There are there those things no kitchen should be without: knives and cutting boards, pots and pans, measuring cups and spoons, mixing bowls, whisks and spatulas. If you were outfitting your kitchen for the first time, that's the list you would want to shop from. And if you were a minimalist, you could cook just about anything from that list.
But I'm not a minimalist, well, not exactly. I live in an apartment, so I don't have a particularly large kitchen. I generally subscribe to the idea that if I'm going to get a new kitchen gadget, it needs to be versatile. I don't have the space to store a lot of extras. Small appliances in particular are bought with care. I don't have a bread-maker or rice-cooker not because I don't think they'd be great, but I just don't have room.
That said, I do have a few more specialized pieces of equipment that I just love to pieces. Admittedly, these are "nonessentials," yet, given how much I use them, I would hardly consider them extraneous. They're the nonessentials I can't live without.
At first blush, this one might seem like the biggest gimmick of the pack. It does only one thing: minces garlic. It's the kind of thing that might be advertised in an informercial. Yet, I bet many of you have a device you use only for this purpose: a garlic press. And the garlic twist works so much better than a garlic press that I actually got rid of my press years ago. A garlic press always leaves about 1/4 of the clove behind has a large mashed chunk.
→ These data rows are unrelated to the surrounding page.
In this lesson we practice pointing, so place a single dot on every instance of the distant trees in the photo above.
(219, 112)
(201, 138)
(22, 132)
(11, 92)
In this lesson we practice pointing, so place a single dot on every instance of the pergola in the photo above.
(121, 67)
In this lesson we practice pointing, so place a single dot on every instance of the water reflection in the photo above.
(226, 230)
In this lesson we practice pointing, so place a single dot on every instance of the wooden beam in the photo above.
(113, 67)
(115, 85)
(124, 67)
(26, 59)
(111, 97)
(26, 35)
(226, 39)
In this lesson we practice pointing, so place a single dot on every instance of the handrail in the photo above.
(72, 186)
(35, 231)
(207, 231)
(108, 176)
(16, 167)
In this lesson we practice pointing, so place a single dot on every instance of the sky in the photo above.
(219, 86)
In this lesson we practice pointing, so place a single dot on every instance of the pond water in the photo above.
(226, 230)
The garlic twist minces the entire clove. No waste. Plus, you can control the size of the mince: twist just a few times for chunkier mince, add salt and twist many times for garlic paste. My version is one of the earliest ones; newer models feature a more ergonomic grip.
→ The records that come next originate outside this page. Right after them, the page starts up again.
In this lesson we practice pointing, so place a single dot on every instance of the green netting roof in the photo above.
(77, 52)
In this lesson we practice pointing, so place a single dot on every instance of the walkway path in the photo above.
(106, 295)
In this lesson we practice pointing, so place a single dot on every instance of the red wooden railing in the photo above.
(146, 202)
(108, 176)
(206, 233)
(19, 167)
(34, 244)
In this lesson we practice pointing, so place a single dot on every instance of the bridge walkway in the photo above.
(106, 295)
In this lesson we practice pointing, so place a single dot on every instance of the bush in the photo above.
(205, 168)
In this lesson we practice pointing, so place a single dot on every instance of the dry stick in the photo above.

This tool could be considered nonessential because it does the same thing another appliance you probably have in your kitchen can do: a blender. But there are a lot of reasons for why having an immersion blender is such a great idea. While a traditional blender is probably better for drinks, immersion blenders are wonderful tools for making purees and sauces, especially soups. Ever make a recipe for a pureed soup using a blender? It generally instructs you to transfer the soup "in batches" to a blender. This means finding (and dirtying) some sort of vessel for transporting the soup between the soup pot and the blender. Plus you need another contain to store the "batches" that have been pureed, since you can't put them back into the pot with the as-yet-to-be-pureed chunks. In short, it's a recipe for a big mess. With an immersion blender, you just stick the thing in the soup pot and press the "on" button to puree. It cleans up easily. I love it. It's perfect for soups like Sweet Potato and Soup or making sauces like mole sauce for Mole Chicken Enchiladas.
Sure, a muddler is designed for crushing herbs and fruit in cocktails, but the rounded end is also perfect for grinding. Lacking a proper mortar and pestle, I use a Pyrex glass measuring cup and a muddler for doing things like grinding garlic and anchovies into paste for dressing for Heirloom Tomato Panzanella or Caesar Salad.
Sure you can use your hands to squeeze citrus fruit. But when you're making cocktails that call for a lot fruit, like margaritas, a citrus press saves not only time but your hands as well. It's more efficient and more effective. Seeds are usually too big to pass through the holes and a well designed press will keep the juice from squirting in your eye.
|Oval Sauté Pan|
At first blush, an oval sauté pan may seem impractical. It's too large to fit over a burner, creating the potential for uneven heat. This, however, can be an advantage in certain dishes. When making chili, for example, I set one end over the burner, brown the meat in that end, then push it to the "cool" end while I brown the vegetables in the hot end. The large size is also ideal for making pasta sauce, especially if finishing the noodles in the sauce. I almost always prefer using it to my 12-inch frying pans.
A standard whisk is very useful for beating eggs and mixing certain batters. But when you're making gravy, a flat whisk works much better. It's also useful for smoothing sauces like béchamel for Macaroni & Cheese.
The microplane is a rather cool tool, as it looks like something you'd have in a woodworking shop, yet it's practicality in the kitchen cannot be understated. It's much more effective than a box grater for fine-grating foods like parmesan, lemon zest and nutmeg.